In one of my assignment, I was told that $(\mathbb Z[x], +)$ and $(\mathbb Q_{>0}, .)$ are isomorphic, with $$\phi (\sum_{k=0}^n a_k x^k) = \prod_{k=0}^n p_k^{a_k}$$ is a one-to-one surjective group homomorphism, where $p_1 = 2$; $p_2 = 3$; $p_3 =5$, and so on.
I know that this proof is based on the decomposition of numbers into a product of primes. But I don't think that it is correct. For instance, for $\frac12 \in \mathbb Q$, I cannot find a corresponding polynomial $f \in \mathbb Z[x]$ such that $\phi(f) = \frac12$.
If this proof is wrong, then are $(\mathbb Z[x], +)$ and $(\mathbb Q_{>0}, \cdot)$ really isomorphic?
I think you have a typo.
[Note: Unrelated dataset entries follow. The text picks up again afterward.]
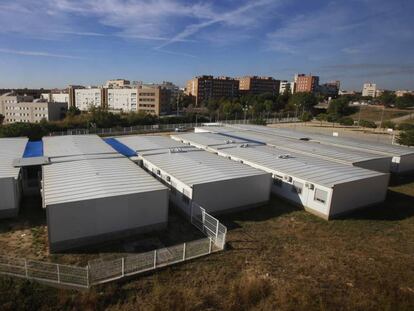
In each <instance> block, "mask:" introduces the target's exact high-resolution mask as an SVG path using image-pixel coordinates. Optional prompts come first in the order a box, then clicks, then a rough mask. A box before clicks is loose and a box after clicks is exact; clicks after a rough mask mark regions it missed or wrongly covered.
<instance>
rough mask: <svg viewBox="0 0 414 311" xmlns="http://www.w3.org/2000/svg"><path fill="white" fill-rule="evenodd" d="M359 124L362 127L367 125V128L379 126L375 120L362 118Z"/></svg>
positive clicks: (372, 127) (370, 127)
mask: <svg viewBox="0 0 414 311" xmlns="http://www.w3.org/2000/svg"><path fill="white" fill-rule="evenodd" d="M359 125H360V126H362V127H367V128H372V129H375V128H377V125H376V124H375V122H374V121H368V120H360V121H359Z"/></svg>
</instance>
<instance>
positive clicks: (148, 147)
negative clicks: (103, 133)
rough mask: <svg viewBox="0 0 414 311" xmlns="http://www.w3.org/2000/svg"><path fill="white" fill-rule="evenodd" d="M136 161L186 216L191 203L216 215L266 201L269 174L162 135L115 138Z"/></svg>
mask: <svg viewBox="0 0 414 311" xmlns="http://www.w3.org/2000/svg"><path fill="white" fill-rule="evenodd" d="M117 140H119V141H120V142H121V143H122V144H124V145H126V146H128V147H129V148H131V149H133V150H135V151H136V152H137V154H138V161H140V162H142V165H143V167H145V168H146V169H147V170H148V171H149V172H151V173H152V174H153V175H154V176H156V177H157V178H159V179H160V180H162V181H163V182H164V183H165V184H166V185H168V186H169V187H170V189H171V196H170V197H171V200H172V202H173V203H175V205H177V206H178V207H179V208H180V209H181V210H182V211H183V212H184V213H185V214H186V215H190V214H191V204H192V202H194V203H197V204H198V205H200V206H202V207H203V208H205V209H206V211H208V212H209V213H213V214H220V213H224V212H229V211H236V210H241V209H244V208H248V207H253V206H257V205H261V204H264V203H267V202H268V200H269V198H270V187H271V175H270V174H269V173H265V172H263V171H260V170H257V169H254V168H251V167H249V166H246V165H242V164H239V163H235V162H233V161H229V160H227V159H223V158H220V157H217V156H215V155H213V154H211V153H209V152H206V151H204V150H200V149H197V148H194V147H191V146H186V145H184V144H182V143H179V142H176V141H174V140H172V139H170V138H168V137H165V136H164V137H163V136H128V137H119V138H117Z"/></svg>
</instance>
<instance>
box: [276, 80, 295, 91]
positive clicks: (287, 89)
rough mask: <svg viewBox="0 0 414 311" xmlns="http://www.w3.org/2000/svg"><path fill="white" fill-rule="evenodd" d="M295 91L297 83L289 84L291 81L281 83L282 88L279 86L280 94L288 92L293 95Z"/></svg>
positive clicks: (284, 80)
mask: <svg viewBox="0 0 414 311" xmlns="http://www.w3.org/2000/svg"><path fill="white" fill-rule="evenodd" d="M295 89H296V83H295V82H289V81H286V80H284V81H280V86H279V94H284V93H285V92H286V91H287V90H288V91H289V92H290V93H291V94H293V93H295Z"/></svg>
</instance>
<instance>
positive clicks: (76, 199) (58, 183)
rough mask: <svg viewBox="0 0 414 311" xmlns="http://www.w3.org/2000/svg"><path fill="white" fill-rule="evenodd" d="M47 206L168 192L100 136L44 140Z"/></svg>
mask: <svg viewBox="0 0 414 311" xmlns="http://www.w3.org/2000/svg"><path fill="white" fill-rule="evenodd" d="M44 154H45V155H46V156H50V157H51V164H50V165H45V166H43V174H44V175H43V176H44V178H43V184H44V186H43V188H44V193H43V197H44V203H45V206H48V205H53V204H59V203H66V202H76V201H82V200H90V199H96V198H105V197H112V196H120V195H126V194H132V193H141V192H146V191H154V190H161V189H166V187H164V186H163V185H162V184H161V183H160V182H158V181H157V180H156V179H154V178H153V177H151V176H149V175H148V174H147V173H146V172H145V171H144V170H143V169H141V168H140V167H138V166H137V165H136V164H134V163H133V162H132V161H130V160H129V159H128V158H126V157H124V156H123V155H121V154H119V153H117V152H116V151H115V150H114V149H112V147H110V146H109V145H107V144H106V143H105V142H104V141H103V140H102V139H101V138H100V137H98V136H96V135H86V136H57V137H47V138H44Z"/></svg>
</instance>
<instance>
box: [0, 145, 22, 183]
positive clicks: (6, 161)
mask: <svg viewBox="0 0 414 311" xmlns="http://www.w3.org/2000/svg"><path fill="white" fill-rule="evenodd" d="M27 141H28V139H27V138H0V178H10V177H13V178H17V177H18V176H19V172H20V167H14V166H13V161H14V160H15V159H17V158H21V157H22V156H23V153H24V149H25V148H26V144H27Z"/></svg>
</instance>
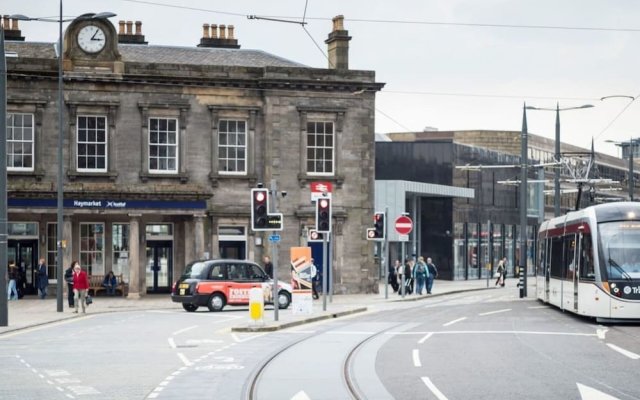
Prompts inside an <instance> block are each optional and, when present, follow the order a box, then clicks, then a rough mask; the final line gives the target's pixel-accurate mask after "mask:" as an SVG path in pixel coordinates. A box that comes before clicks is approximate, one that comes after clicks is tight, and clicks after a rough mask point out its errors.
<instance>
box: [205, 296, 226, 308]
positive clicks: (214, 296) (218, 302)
mask: <svg viewBox="0 0 640 400" xmlns="http://www.w3.org/2000/svg"><path fill="white" fill-rule="evenodd" d="M224 305H225V301H224V296H223V295H221V294H220V293H214V294H212V295H211V297H209V302H208V303H207V307H208V308H209V311H222V309H223V308H224Z"/></svg>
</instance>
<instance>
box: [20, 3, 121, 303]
mask: <svg viewBox="0 0 640 400" xmlns="http://www.w3.org/2000/svg"><path fill="white" fill-rule="evenodd" d="M115 15H116V14H114V13H111V12H102V13H99V14H84V15H83V16H82V17H80V18H82V19H107V18H111V17H114V16H115ZM9 18H11V19H17V20H21V21H44V22H57V23H58V149H57V150H58V152H57V158H58V184H57V186H58V192H57V206H56V207H57V227H56V228H57V229H56V247H57V261H56V280H57V285H56V286H57V290H56V300H57V301H56V305H57V307H56V309H57V311H58V312H62V311H63V306H62V303H63V301H62V295H63V290H64V288H63V286H64V285H63V282H64V276H63V271H64V265H63V257H64V254H63V250H64V249H63V247H62V243H63V240H62V237H63V234H64V231H63V229H62V228H63V226H62V225H63V223H64V221H63V218H64V162H63V161H64V160H63V152H62V149H63V147H64V128H63V125H64V80H63V72H64V71H63V66H62V61H63V57H64V54H63V51H64V48H63V47H62V39H63V36H62V24H63V23H64V22H70V21H73V20H74V19H76V18H72V19H63V14H62V0H60V14H59V17H58V19H57V20H54V19H49V18H30V17H27V16H25V15H19V14H18V15H11V16H10V17H9Z"/></svg>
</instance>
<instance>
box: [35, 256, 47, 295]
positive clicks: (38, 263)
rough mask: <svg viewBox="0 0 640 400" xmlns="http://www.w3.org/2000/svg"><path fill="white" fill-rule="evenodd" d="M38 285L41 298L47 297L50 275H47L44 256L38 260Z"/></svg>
mask: <svg viewBox="0 0 640 400" xmlns="http://www.w3.org/2000/svg"><path fill="white" fill-rule="evenodd" d="M36 285H37V287H38V291H39V296H40V299H42V300H44V299H45V298H46V297H47V287H48V286H49V275H47V264H45V262H44V258H41V259H40V261H38V269H37V270H36Z"/></svg>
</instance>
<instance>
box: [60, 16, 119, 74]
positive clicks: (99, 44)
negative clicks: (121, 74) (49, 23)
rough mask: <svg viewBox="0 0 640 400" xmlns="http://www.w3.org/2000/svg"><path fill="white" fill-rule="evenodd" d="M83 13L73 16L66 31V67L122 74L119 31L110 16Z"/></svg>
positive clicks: (113, 73)
mask: <svg viewBox="0 0 640 400" xmlns="http://www.w3.org/2000/svg"><path fill="white" fill-rule="evenodd" d="M93 15H94V14H84V15H81V16H79V17H78V18H76V19H74V20H73V21H72V22H71V24H70V25H69V27H68V28H67V30H66V31H65V34H64V61H63V63H64V70H65V71H69V72H71V71H73V72H87V73H106V74H109V73H112V74H121V73H122V72H123V70H124V64H123V63H122V61H121V56H120V53H119V52H118V34H117V33H116V29H115V27H114V26H113V24H112V23H111V22H110V21H109V20H107V19H97V18H92V17H93Z"/></svg>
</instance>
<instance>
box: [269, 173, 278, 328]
mask: <svg viewBox="0 0 640 400" xmlns="http://www.w3.org/2000/svg"><path fill="white" fill-rule="evenodd" d="M269 193H270V194H271V207H270V208H271V210H270V211H269V212H272V213H275V212H277V211H278V187H277V184H276V180H275V179H272V180H271V189H270V191H269ZM277 233H278V231H272V232H271V234H272V235H276V234H277ZM271 262H272V263H273V288H272V289H273V293H272V296H273V320H274V321H277V320H278V311H279V308H280V307H279V303H278V265H279V264H278V242H276V241H273V242H271Z"/></svg>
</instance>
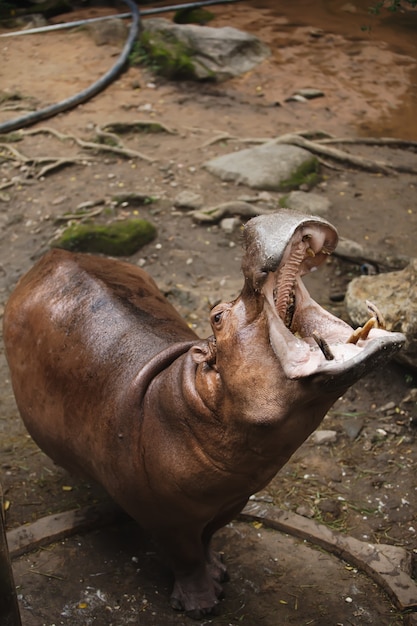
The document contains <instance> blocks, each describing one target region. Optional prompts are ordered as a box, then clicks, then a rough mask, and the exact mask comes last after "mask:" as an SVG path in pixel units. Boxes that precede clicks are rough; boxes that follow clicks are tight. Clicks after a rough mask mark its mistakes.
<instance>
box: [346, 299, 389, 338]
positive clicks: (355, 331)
mask: <svg viewBox="0 0 417 626" xmlns="http://www.w3.org/2000/svg"><path fill="white" fill-rule="evenodd" d="M366 308H367V309H368V313H369V315H370V318H369V320H368V321H367V322H366V324H364V325H363V326H359V328H357V329H356V330H354V331H353V333H352V334H351V336H350V337H349V339H348V340H347V342H346V343H354V344H357V343H358V341H359V340H360V339H367V338H368V335H369V333H370V332H371V330H372V329H373V328H381V329H382V330H385V327H386V326H385V320H384V317H383V315H382V313H381V312H380V311H379V309H378V308H377V307H376V306H375V304H372V302H370V301H369V300H366Z"/></svg>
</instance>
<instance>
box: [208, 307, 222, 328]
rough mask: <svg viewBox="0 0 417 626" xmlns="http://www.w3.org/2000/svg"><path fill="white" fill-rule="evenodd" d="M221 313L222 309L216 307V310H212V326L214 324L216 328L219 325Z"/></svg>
mask: <svg viewBox="0 0 417 626" xmlns="http://www.w3.org/2000/svg"><path fill="white" fill-rule="evenodd" d="M223 313H224V309H217V311H213V313H212V314H211V320H210V321H211V323H212V325H213V326H216V327H217V328H219V327H220V325H221V323H222V320H223Z"/></svg>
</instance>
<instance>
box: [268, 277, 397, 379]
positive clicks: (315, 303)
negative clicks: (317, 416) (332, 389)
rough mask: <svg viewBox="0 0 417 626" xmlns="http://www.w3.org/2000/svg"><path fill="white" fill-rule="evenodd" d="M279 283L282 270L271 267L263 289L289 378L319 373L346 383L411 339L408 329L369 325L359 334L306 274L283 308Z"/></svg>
mask: <svg viewBox="0 0 417 626" xmlns="http://www.w3.org/2000/svg"><path fill="white" fill-rule="evenodd" d="M277 283H279V273H277V272H271V273H270V274H269V276H268V279H267V280H266V282H265V284H264V286H263V289H262V292H263V295H264V296H265V310H266V314H267V317H268V321H269V330H270V341H271V346H272V348H273V350H274V352H275V354H276V356H277V358H278V359H279V361H280V363H281V365H282V368H283V370H284V373H285V375H286V376H287V377H288V378H289V379H300V378H307V377H312V376H314V377H315V382H317V383H319V384H330V383H331V384H332V385H334V386H335V387H339V386H340V387H341V388H342V387H345V386H347V385H351V384H353V383H354V382H355V381H356V380H358V379H359V378H360V377H361V376H363V374H364V373H365V372H367V371H369V370H370V369H371V368H373V367H375V366H377V365H378V364H379V363H380V362H384V361H387V360H388V359H389V358H390V357H391V356H392V355H393V354H395V353H396V352H397V351H398V350H399V349H400V348H401V346H402V345H403V344H404V342H405V337H404V335H403V334H402V333H393V332H390V331H386V330H383V329H381V328H371V329H369V325H366V330H365V328H364V330H363V331H362V330H359V331H355V336H354V331H353V329H352V328H351V327H350V326H349V324H347V323H346V322H344V321H343V320H341V319H339V318H337V317H335V316H334V315H332V314H331V313H329V312H328V311H326V310H325V309H323V308H322V307H321V306H320V305H319V304H317V302H315V301H314V300H313V299H312V298H311V297H310V295H309V293H308V291H307V289H306V287H305V285H304V284H303V282H302V279H301V276H300V275H297V276H296V277H295V279H294V283H293V288H292V290H291V292H290V293H289V294H288V295H287V296H286V304H285V307H284V311H283V307H282V300H280V302H279V304H278V302H277V297H276V294H277V292H278V291H279V284H277ZM374 310H375V308H374ZM376 317H378V316H376ZM377 323H378V322H377V321H376V319H375V325H377ZM353 337H354V338H353Z"/></svg>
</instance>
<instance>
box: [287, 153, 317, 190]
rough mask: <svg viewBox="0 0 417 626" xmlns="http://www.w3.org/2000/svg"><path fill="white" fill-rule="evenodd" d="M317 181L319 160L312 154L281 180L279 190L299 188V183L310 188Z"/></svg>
mask: <svg viewBox="0 0 417 626" xmlns="http://www.w3.org/2000/svg"><path fill="white" fill-rule="evenodd" d="M319 181H320V175H319V162H318V160H317V159H316V157H313V156H312V157H311V159H308V160H307V161H304V163H302V164H301V165H300V166H299V167H298V168H297V169H296V170H295V171H294V172H293V173H292V174H291V176H290V177H289V178H287V179H285V180H282V181H281V183H280V186H279V189H280V191H291V190H292V189H299V187H300V186H301V185H305V186H306V187H308V189H311V188H312V187H314V185H317V183H318V182H319Z"/></svg>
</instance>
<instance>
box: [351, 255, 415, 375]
mask: <svg viewBox="0 0 417 626" xmlns="http://www.w3.org/2000/svg"><path fill="white" fill-rule="evenodd" d="M366 300H370V301H371V302H372V303H373V304H375V305H376V306H377V307H378V309H379V310H380V311H381V313H382V315H383V316H384V318H385V321H386V324H387V328H388V330H394V331H399V332H401V333H404V335H405V336H406V343H405V345H404V347H403V349H402V350H400V352H399V353H398V356H397V360H398V361H400V362H402V363H405V364H406V365H409V366H411V367H413V368H417V259H412V260H411V262H410V264H409V265H408V266H407V267H406V268H405V269H403V270H401V271H398V272H389V273H388V274H378V275H376V276H361V277H359V278H355V279H354V280H352V282H351V283H349V286H348V289H347V292H346V308H347V312H348V314H349V317H350V319H351V320H352V322H353V323H354V324H356V325H358V326H363V324H364V323H365V322H366V320H367V319H368V318H369V315H368V314H367V310H366V304H365V301H366Z"/></svg>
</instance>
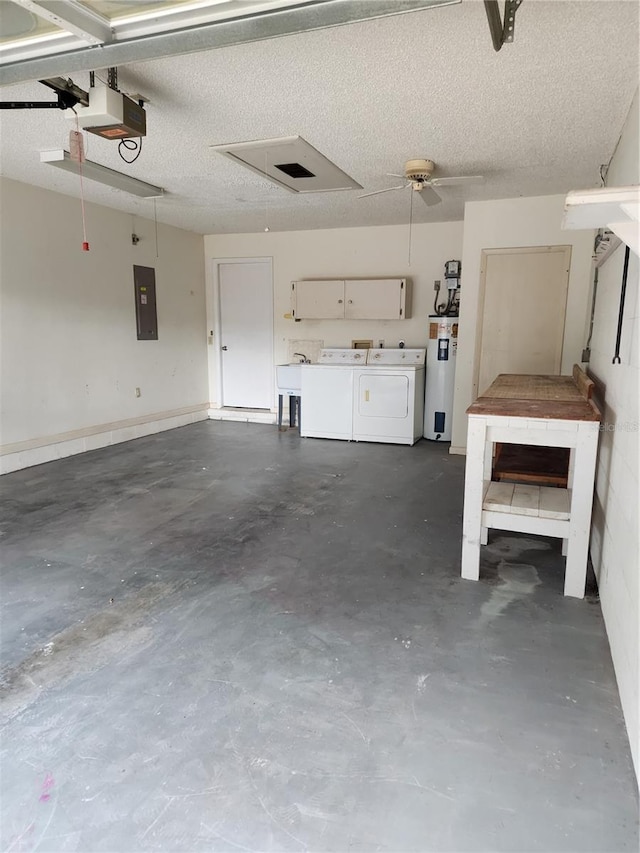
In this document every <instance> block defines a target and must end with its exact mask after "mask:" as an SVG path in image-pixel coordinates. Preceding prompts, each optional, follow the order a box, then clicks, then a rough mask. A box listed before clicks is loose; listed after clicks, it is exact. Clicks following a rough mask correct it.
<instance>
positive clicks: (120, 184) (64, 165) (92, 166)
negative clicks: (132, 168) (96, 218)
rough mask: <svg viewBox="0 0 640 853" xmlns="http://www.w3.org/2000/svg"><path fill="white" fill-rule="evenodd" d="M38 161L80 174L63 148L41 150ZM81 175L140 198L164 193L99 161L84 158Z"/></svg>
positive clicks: (154, 187) (90, 180) (72, 161)
mask: <svg viewBox="0 0 640 853" xmlns="http://www.w3.org/2000/svg"><path fill="white" fill-rule="evenodd" d="M40 162H41V163H49V165H51V166H57V167H58V168H59V169H64V170H65V171H66V172H73V173H74V175H79V174H80V168H79V163H78V161H77V160H72V159H71V155H70V154H69V152H68V151H65V150H64V148H56V149H54V150H53V151H41V152H40ZM82 177H83V178H87V179H88V180H90V181H97V182H98V183H99V184H105V186H107V187H113V188H114V189H116V190H122V192H125V193H132V194H133V195H137V196H140V197H141V198H160V197H161V196H163V195H164V189H163V188H162V187H156V186H154V184H148V183H147V182H146V181H140V180H138V178H132V177H131V176H130V175H125V174H124V173H123V172H116V171H115V169H108V168H107V167H106V166H101V165H100V163H93V162H92V161H91V160H85V161H84V163H83V164H82Z"/></svg>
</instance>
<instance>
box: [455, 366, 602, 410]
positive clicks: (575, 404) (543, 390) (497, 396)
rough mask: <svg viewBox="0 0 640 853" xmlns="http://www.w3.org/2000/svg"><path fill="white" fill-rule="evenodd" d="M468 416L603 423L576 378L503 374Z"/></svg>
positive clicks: (473, 405) (492, 386)
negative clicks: (476, 415) (580, 388)
mask: <svg viewBox="0 0 640 853" xmlns="http://www.w3.org/2000/svg"><path fill="white" fill-rule="evenodd" d="M467 414H468V415H493V416H502V417H513V418H544V419H545V420H567V421H596V422H597V421H600V420H601V419H602V416H601V414H600V411H599V410H598V408H597V407H596V406H595V405H594V403H593V402H592V401H591V400H590V399H587V398H586V397H585V396H584V393H582V392H581V390H580V388H579V387H578V384H577V383H576V380H575V378H574V376H543V375H530V374H519V373H501V374H500V375H499V376H498V377H497V378H496V379H495V380H494V382H493V383H492V384H491V385H490V386H489V388H487V390H486V391H485V392H484V394H483V395H482V396H481V397H478V399H477V400H476V401H475V403H473V404H472V405H471V406H469V408H468V409H467Z"/></svg>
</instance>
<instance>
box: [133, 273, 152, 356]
mask: <svg viewBox="0 0 640 853" xmlns="http://www.w3.org/2000/svg"><path fill="white" fill-rule="evenodd" d="M133 285H134V289H135V296H136V328H137V330H138V340H139V341H157V340H158V315H157V312H156V271H155V270H154V268H153V267H139V266H136V265H135V264H134V266H133Z"/></svg>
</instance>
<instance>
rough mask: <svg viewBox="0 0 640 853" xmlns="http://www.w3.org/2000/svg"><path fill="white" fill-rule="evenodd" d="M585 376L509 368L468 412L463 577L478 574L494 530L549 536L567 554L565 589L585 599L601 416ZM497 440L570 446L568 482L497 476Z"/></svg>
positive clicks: (521, 444)
mask: <svg viewBox="0 0 640 853" xmlns="http://www.w3.org/2000/svg"><path fill="white" fill-rule="evenodd" d="M583 379H584V375H583V374H582V371H581V370H580V369H579V368H575V369H574V374H573V377H563V376H528V375H526V376H513V375H505V374H503V375H501V376H499V377H498V378H497V379H496V381H495V382H494V383H493V384H492V385H491V387H490V388H489V389H487V391H486V392H485V395H484V396H483V397H479V398H478V399H477V400H476V402H475V403H474V404H473V405H472V406H470V407H469V409H468V410H467V414H468V415H469V424H468V426H469V428H468V433H467V462H466V472H465V497H464V516H463V524H462V565H461V572H460V573H461V575H462V577H463V578H466V579H467V580H478V579H479V577H480V548H481V546H482V545H486V544H487V541H488V535H489V528H497V529H499V530H508V531H514V532H519V533H528V534H532V535H538V536H551V537H554V538H558V539H562V553H563V554H564V555H565V556H566V558H567V560H566V565H565V582H564V594H565V595H570V596H573V597H575V598H583V597H584V589H585V579H586V571H587V554H588V547H589V532H590V522H591V504H592V500H593V481H594V474H595V462H596V453H597V447H598V435H599V422H600V419H601V415H600V412H599V411H598V409H597V407H596V406H595V405H594V404H593V403H592V402H591V400H590V399H589V396H588V394H587V395H586V396H584V395H583V394H582V391H581V388H582V385H584V381H587V382H588V380H584V381H583ZM591 384H592V383H591ZM587 390H588V389H587ZM496 443H503V444H507V445H508V444H514V445H533V446H535V447H541V448H546V447H550V448H567V449H568V450H569V470H568V477H567V485H568V486H569V488H566V489H565V488H553V487H550V486H548V485H531V484H530V483H525V484H518V483H513V482H505V481H501V482H492V481H491V476H492V462H493V455H494V454H493V450H494V445H495V444H496Z"/></svg>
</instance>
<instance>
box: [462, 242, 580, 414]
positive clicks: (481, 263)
mask: <svg viewBox="0 0 640 853" xmlns="http://www.w3.org/2000/svg"><path fill="white" fill-rule="evenodd" d="M540 252H545V253H549V252H562V253H563V254H564V255H565V259H566V265H567V274H566V275H567V287H566V291H565V303H564V323H563V324H562V344H561V346H560V366H559V371H560V372H562V359H563V357H564V339H565V335H566V330H567V304H568V300H569V276H570V271H571V246H569V245H556V246H517V247H510V248H504V249H500V248H495V249H482V250H481V252H480V288H479V293H478V314H477V317H476V343H475V351H474V354H473V388H472V393H473V399H474V400H475V399H476V397H477V396H478V394H479V393H480V391H479V389H478V384H479V382H480V357H481V355H482V332H483V319H484V302H485V293H486V283H487V260H488V258H489V255H523V254H526V255H530V254H534V253H540ZM463 298H464V294H463Z"/></svg>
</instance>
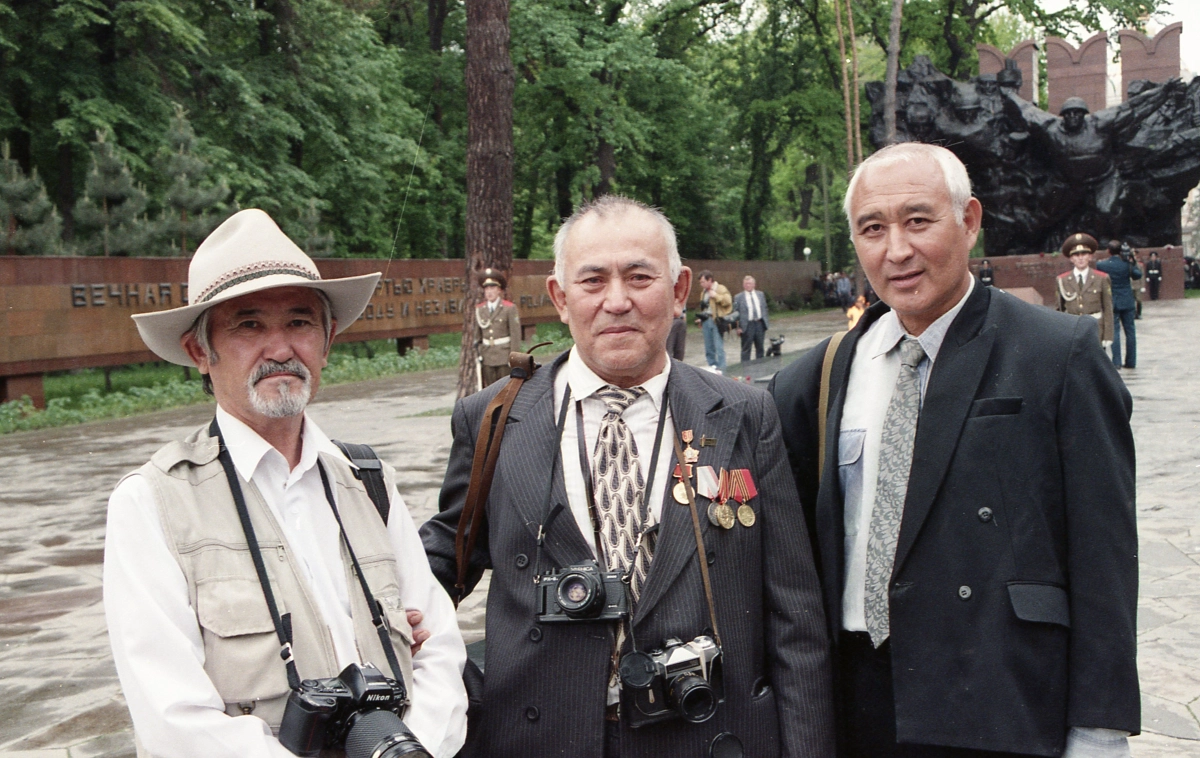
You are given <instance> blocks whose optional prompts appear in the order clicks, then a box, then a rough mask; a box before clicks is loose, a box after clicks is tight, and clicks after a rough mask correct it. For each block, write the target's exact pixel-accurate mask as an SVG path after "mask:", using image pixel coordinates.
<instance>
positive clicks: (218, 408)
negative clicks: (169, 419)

The isomorphism is $$\phi (\sum_{k=0}^n a_k x^k) = \prod_{k=0}^n p_{k+1}^{a_k}$$
Then, $\frac 12 = p_1^{-1}$ and so the corresponding polynomial is $-1x^0$.
The point is that $(\mathbb Q_{>0}, .) \cong (\Pi_p \mathbb Z, +)$. That is exactly what $(\mathbb Z[x], +)$ is.